Неожиданно на стоявшей в углу комнаты выдвижной кровати поднялась Пруденс. Девушки думали, что маленькая кузина спит, но оказалось, что та все слышала.
– Если Лоис хочет, то может пойти к ручью и встретиться с Сатаной, – заговорила девочка. – Но если пойдешь ты, Фейт, то я непременно скажу маме. Да, и пастору Таппау тоже скажу. Прекрати рассказывать свои жуткие истории, кузина Лоис. Мне страшно до смерти. Лучше вообще не выйду замуж, чем почувствую, как кто-то берет из моей руки яблоко, когда протяну его через левое плечо.
Испуганная девочка громко вскрикнула, представив, как это случится. Фейт и Лоис тут же вскочили и через всю залитую лунным светом комнату в своих белых ночных рубашках подбежали к ней. Одновременно, разбуженная криком, к младшей дочери поспешила Грейс.

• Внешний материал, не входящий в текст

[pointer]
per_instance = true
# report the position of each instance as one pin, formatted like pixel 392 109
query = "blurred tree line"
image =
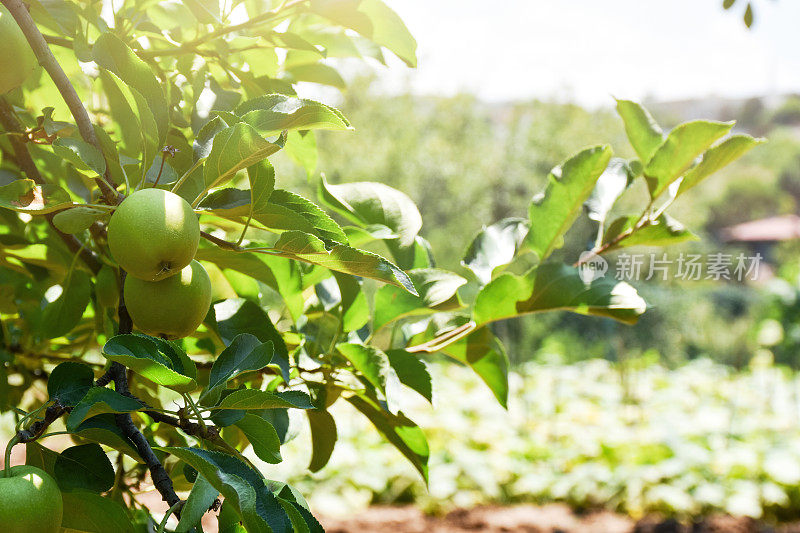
pixel 468 163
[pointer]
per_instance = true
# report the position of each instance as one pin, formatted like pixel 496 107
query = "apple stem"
pixel 7 469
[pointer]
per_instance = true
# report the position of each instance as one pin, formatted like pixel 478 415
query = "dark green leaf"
pixel 146 357
pixel 63 314
pixel 412 372
pixel 91 513
pixel 246 353
pixel 84 467
pixel 248 399
pixel 111 53
pixel 323 437
pixel 262 436
pixel 97 401
pixel 69 382
pixel 197 504
pixel 239 484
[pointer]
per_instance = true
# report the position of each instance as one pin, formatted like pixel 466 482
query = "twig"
pixel 25 162
pixel 64 86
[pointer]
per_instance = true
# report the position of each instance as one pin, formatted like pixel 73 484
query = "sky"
pixel 588 50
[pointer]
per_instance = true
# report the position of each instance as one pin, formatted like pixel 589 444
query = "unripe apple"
pixel 173 307
pixel 29 501
pixel 106 287
pixel 17 61
pixel 153 234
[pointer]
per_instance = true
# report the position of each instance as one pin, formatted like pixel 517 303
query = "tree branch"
pixel 28 167
pixel 118 374
pixel 64 86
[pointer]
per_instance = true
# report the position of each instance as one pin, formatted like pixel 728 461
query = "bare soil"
pixel 551 518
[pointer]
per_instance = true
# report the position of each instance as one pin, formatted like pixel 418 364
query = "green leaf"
pixel 371 362
pixel 643 133
pixel 25 196
pixel 663 232
pixel 374 20
pixel 323 438
pixel 197 504
pixel 484 353
pixel 248 399
pixel 616 178
pixel 246 353
pixel 308 248
pixel 263 437
pixel 270 114
pixel 437 291
pixel 239 484
pixel 495 246
pixel 84 467
pixel 233 149
pixel 551 287
pixel 77 219
pixel 91 513
pixel 404 434
pixel 103 429
pixel 97 401
pixel 569 186
pixel 69 382
pixel 112 54
pixel 717 157
pixel 301 147
pixel 237 315
pixel 151 359
pixel 412 372
pixel 63 314
pixel 679 150
pixel 368 203
pixel 81 154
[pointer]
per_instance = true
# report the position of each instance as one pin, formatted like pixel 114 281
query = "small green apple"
pixel 173 307
pixel 17 61
pixel 29 501
pixel 106 287
pixel 153 234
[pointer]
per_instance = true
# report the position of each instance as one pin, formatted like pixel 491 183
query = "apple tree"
pixel 174 312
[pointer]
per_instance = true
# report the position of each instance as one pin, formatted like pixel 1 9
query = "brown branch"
pixel 26 164
pixel 64 86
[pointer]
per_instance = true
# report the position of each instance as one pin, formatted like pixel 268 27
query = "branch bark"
pixel 64 86
pixel 28 167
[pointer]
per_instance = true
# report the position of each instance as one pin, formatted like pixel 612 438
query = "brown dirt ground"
pixel 551 518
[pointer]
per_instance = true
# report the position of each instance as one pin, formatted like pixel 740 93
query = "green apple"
pixel 173 307
pixel 106 287
pixel 17 61
pixel 153 234
pixel 29 501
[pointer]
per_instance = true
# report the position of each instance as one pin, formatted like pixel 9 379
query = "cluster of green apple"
pixel 153 235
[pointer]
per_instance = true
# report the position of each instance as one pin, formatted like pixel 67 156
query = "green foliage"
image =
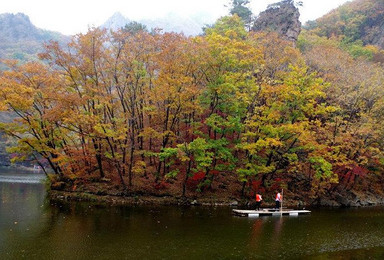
pixel 239 7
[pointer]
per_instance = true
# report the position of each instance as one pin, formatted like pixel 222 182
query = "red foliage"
pixel 161 185
pixel 198 176
pixel 195 180
pixel 359 171
pixel 214 172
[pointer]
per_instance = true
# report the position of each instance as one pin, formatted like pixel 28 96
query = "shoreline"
pixel 168 200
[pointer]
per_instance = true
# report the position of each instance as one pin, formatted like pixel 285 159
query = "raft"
pixel 269 212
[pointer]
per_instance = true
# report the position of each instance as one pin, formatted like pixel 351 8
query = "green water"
pixel 30 228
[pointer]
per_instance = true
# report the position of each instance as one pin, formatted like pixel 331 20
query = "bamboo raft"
pixel 269 212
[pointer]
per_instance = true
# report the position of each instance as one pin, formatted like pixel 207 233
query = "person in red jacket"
pixel 259 199
pixel 278 200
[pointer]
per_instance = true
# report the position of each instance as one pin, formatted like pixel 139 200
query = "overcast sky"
pixel 74 16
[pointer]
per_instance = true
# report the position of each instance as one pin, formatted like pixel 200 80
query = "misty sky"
pixel 74 16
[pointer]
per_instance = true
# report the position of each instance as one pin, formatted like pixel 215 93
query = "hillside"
pixel 21 40
pixel 359 20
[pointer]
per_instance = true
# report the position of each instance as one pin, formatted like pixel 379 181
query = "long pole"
pixel 281 203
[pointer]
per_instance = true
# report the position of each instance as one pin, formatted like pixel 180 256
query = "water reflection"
pixel 33 229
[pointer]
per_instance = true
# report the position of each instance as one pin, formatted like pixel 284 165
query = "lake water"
pixel 31 228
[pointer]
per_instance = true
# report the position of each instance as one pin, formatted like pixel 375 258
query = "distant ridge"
pixel 22 40
pixel 359 20
pixel 190 26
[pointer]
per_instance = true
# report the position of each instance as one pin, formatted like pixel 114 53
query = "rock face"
pixel 282 17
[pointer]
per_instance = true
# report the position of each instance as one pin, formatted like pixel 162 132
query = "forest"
pixel 226 113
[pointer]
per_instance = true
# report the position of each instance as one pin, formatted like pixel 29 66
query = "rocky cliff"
pixel 282 17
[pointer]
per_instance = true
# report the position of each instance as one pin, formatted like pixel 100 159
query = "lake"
pixel 32 228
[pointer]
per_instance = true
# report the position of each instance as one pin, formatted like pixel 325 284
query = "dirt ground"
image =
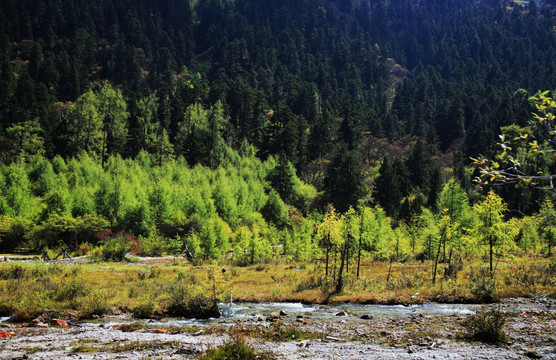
pixel 529 334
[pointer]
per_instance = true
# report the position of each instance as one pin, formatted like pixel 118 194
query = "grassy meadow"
pixel 173 287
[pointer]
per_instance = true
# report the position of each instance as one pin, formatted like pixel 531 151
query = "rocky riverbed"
pixel 531 333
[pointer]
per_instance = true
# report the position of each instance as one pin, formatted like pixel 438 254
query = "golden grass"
pixel 26 289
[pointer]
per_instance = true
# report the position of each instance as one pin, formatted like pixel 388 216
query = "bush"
pixel 486 325
pixel 482 286
pixel 95 304
pixel 236 348
pixel 115 247
pixel 14 272
pixel 143 310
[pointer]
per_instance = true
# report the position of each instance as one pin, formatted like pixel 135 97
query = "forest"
pixel 249 132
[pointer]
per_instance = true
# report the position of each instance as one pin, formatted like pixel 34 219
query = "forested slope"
pixel 374 101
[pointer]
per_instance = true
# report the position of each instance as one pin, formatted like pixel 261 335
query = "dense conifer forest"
pixel 246 130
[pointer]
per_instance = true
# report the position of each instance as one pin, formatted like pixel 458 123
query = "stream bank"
pixel 431 331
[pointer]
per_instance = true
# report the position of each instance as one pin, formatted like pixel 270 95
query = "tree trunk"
pixel 436 261
pixel 360 242
pixel 326 267
pixel 491 246
pixel 340 283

– Тише, тише! – строго приказала Фейт.
– В чем дело, дитя мое? – встревоженно спросила Грейс, в то время как, чувствуя себя виновной в суматохе, Лоис молчала.
– Убери ее мама, убери! – закричала Пруденс. – Только посмотри за ее левое плечо! Там стоит Сатана! Да, вижу, как он протягивает руку к надкушенному яблоку!
– О чем она говорит? – сурово осведомилась Грейс Хиксон.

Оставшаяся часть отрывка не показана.